I couldn’t have been more obtuse. Water rights are abused by authority figures all over the world. The violation of this basic need has caused 4 million to die from water related illnesses and the landscape has been deteriorated and drained.  The Onondaga Lake in New York is reported to be the most polluted Lake in the USA. This lake has spiritual significance to the Onondaga Nation, the Native Americans who have always lived in this area. They have no control over what happens to the lake.  Since the industrial revolution, the lake has been a dumping ground for municipal and industrial waste. The EPA has labeled it a superfund site because of the amount and type of pollution (nitrogen, phosphorus and ionic solutions). The first reaction to this news is, “Well that is unacceptable.” Anyone with a slight moral conscious has had the same reaction. But what next?  I believe that hearing stories of suffering and going into a paralyzed state, then removing the tragic information to ones’ black hole part of the mind is unacceptable.  We can not forget about people who live in a reality where suffering from insufficient clean water is a daily trial.

 The next conscious thought is, “What can I do?” Anyone who has ever spoken about a human rights violation has always heard this question from the audience. Why must we ask questions with no answer? Why must humans always have to be told what to do?  Every human comes from a different environment and has access to different resources.  The answer I have confidence giving is to be aware of suffering in the world; do not ever close your ears to the cry for justice from your fellow humans or the silence of a being that does not speak. Then PRACTICE keeping the information in your conscious mind so that you can base every decision you make in awareness of the worlds suffering.   Remember how you act, feel and think about water will ultimately lead to your enlightenment in the transcendent world and will give you the compassion and understanding to love all beings.
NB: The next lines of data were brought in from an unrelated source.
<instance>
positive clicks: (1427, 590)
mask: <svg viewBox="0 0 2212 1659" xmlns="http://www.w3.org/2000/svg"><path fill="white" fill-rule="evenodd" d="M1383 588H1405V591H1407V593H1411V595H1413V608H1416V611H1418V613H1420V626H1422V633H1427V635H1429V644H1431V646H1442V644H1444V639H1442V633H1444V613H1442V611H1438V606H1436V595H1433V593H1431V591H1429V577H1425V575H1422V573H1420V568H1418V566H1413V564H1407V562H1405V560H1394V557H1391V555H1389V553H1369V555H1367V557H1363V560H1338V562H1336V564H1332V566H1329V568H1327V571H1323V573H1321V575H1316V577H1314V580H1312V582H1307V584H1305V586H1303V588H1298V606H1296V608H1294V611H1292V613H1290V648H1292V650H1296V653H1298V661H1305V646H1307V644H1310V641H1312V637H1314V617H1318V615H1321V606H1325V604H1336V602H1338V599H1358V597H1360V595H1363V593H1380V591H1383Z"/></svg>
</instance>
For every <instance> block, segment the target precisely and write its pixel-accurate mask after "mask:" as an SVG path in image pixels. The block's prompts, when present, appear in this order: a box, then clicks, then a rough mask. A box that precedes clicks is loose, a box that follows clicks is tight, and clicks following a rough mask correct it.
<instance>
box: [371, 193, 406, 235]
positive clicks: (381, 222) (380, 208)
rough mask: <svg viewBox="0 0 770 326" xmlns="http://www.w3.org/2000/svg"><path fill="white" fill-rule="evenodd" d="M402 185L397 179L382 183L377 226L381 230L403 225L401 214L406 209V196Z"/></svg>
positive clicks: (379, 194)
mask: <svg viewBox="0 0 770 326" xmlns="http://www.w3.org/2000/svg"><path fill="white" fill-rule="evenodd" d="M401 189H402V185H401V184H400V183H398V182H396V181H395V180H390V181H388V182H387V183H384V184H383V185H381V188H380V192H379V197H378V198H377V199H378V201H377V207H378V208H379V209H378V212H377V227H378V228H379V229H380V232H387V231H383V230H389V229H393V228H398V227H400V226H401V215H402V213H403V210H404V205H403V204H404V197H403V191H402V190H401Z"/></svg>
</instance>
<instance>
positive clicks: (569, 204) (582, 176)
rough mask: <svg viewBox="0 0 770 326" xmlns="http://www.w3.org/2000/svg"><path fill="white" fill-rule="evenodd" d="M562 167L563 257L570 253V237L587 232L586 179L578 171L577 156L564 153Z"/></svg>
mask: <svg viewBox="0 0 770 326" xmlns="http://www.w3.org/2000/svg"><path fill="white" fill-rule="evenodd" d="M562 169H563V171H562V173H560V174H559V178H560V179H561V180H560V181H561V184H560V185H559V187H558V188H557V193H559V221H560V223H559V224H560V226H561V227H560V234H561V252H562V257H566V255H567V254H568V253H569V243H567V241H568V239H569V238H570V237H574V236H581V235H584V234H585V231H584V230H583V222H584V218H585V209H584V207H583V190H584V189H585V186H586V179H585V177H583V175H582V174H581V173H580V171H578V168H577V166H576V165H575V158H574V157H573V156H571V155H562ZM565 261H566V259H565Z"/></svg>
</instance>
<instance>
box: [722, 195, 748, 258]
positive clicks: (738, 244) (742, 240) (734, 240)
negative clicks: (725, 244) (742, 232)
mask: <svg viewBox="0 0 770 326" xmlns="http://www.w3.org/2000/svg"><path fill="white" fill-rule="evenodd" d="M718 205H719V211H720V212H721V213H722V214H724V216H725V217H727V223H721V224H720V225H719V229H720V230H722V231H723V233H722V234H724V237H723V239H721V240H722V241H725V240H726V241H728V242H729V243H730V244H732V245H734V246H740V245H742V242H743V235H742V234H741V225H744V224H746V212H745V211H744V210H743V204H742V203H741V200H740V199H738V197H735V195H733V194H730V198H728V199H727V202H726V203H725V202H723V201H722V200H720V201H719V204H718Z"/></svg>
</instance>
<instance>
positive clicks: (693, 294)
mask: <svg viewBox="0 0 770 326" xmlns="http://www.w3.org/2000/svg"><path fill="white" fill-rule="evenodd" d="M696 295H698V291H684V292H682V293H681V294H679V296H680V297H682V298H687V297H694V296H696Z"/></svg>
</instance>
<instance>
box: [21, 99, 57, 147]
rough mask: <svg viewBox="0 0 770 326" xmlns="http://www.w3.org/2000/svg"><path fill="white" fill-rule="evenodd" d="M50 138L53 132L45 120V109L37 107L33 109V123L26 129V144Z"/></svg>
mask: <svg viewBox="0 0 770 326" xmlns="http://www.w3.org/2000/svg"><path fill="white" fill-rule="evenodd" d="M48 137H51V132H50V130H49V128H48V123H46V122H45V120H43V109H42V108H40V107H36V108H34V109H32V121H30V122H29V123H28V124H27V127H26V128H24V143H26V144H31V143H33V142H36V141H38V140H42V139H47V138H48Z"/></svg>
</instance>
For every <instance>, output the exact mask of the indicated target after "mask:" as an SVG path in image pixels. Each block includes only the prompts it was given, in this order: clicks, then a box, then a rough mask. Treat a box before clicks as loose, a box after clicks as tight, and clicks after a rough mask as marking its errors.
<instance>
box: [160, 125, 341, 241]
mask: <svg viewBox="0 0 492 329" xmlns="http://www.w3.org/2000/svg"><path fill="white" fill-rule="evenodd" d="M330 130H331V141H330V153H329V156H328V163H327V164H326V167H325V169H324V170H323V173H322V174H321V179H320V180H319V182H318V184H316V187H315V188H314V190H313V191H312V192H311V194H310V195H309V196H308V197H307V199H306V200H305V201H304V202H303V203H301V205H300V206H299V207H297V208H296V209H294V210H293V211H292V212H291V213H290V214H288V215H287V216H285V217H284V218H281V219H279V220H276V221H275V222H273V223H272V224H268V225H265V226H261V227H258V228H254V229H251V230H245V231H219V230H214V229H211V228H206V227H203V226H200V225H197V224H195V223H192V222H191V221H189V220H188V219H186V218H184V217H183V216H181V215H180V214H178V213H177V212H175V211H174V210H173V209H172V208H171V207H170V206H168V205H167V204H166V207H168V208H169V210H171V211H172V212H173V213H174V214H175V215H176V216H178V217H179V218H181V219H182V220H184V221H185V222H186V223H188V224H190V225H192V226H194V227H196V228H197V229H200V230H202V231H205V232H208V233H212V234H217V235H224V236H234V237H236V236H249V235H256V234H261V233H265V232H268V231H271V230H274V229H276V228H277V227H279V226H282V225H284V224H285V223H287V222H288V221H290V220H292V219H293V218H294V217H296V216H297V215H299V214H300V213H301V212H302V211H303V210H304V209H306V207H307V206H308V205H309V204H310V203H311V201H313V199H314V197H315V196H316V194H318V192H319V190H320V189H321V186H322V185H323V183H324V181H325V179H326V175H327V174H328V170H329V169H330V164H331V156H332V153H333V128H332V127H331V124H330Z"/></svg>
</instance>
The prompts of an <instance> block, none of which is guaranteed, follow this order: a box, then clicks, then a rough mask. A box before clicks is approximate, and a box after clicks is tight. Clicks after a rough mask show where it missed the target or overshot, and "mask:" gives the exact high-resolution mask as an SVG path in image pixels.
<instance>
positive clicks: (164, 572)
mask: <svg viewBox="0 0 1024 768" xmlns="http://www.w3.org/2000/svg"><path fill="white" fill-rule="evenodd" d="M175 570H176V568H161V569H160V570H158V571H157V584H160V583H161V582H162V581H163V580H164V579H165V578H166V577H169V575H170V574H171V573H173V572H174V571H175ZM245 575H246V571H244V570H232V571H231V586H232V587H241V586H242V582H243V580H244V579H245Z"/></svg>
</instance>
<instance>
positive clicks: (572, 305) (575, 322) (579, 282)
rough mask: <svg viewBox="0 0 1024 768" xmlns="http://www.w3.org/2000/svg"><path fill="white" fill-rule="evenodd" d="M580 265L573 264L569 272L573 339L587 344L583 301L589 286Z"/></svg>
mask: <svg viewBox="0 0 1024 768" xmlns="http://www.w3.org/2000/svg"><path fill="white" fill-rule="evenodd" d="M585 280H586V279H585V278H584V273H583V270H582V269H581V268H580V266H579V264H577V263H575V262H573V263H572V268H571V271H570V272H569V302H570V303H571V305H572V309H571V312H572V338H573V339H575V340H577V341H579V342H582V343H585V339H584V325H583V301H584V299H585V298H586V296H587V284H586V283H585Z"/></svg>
For example, I do not use plastic water bottles. There is no scenario where I think it is necessary to use them.  After learning about the quality of the water in bottled water (sometimes less than tap), how much energy is used in creating the plastic (2,000 X greater that tap), studying about the plastic waste found in the North Pacific Gyre (aka the Great Garbage Patch) and seeing the plastic waste under the homes of people in Thailand, I do not use them at all.  When I go to the airport I empty my BPA free reusable water bottle and fill it up in a sink or water fountain on the other side of security.  I am not bound to buying a plastic water bottle for $3.00.  It is easy to remember your water bottle when you are practicing conscious suffering.  It is Buddhist philosophy to be conscious of suffering to be relieved of all suffering; therefore, this practice is not at all depressing. I encourage all of any spiritual background to try.


My cabin in Huntingdon, PA that currently has many fruit trees planted in the empty space. Further work is needed.


In addition after learning about permaculture in my water management class, I plan on looking at the property that my cabin sits on to see if I can implement any earthworks.  A lot of forest was destroyed when the cabin was built on the top of the mountain; therefore, at the top of a watershed. It seems that the lack of vegetation is causing a lot of runoff consequentially, depleting the ground water. We plan on keeping this cabin for many generations, and it uses a well, so to prevent a dry well in the future we have to plan today to keep the water table high. 

My water creed is to be practice water consciousness. This was a philosophy that I discovered before taking water-management.  Because my awareness I was able to see this course as an opportunity to learn and again increase my awareness.  With the increased knowledge of water issues and solutions for water conservation I have become an example to my peers.  Some look at me like I am strange, but hopefully the seed has been planted for the beginning of their water consciousnesses. The awareness is not easy, only with practice will you make the impact you were destined to make.  The end result is eternal happiness, so it doesn’t seem strange to try.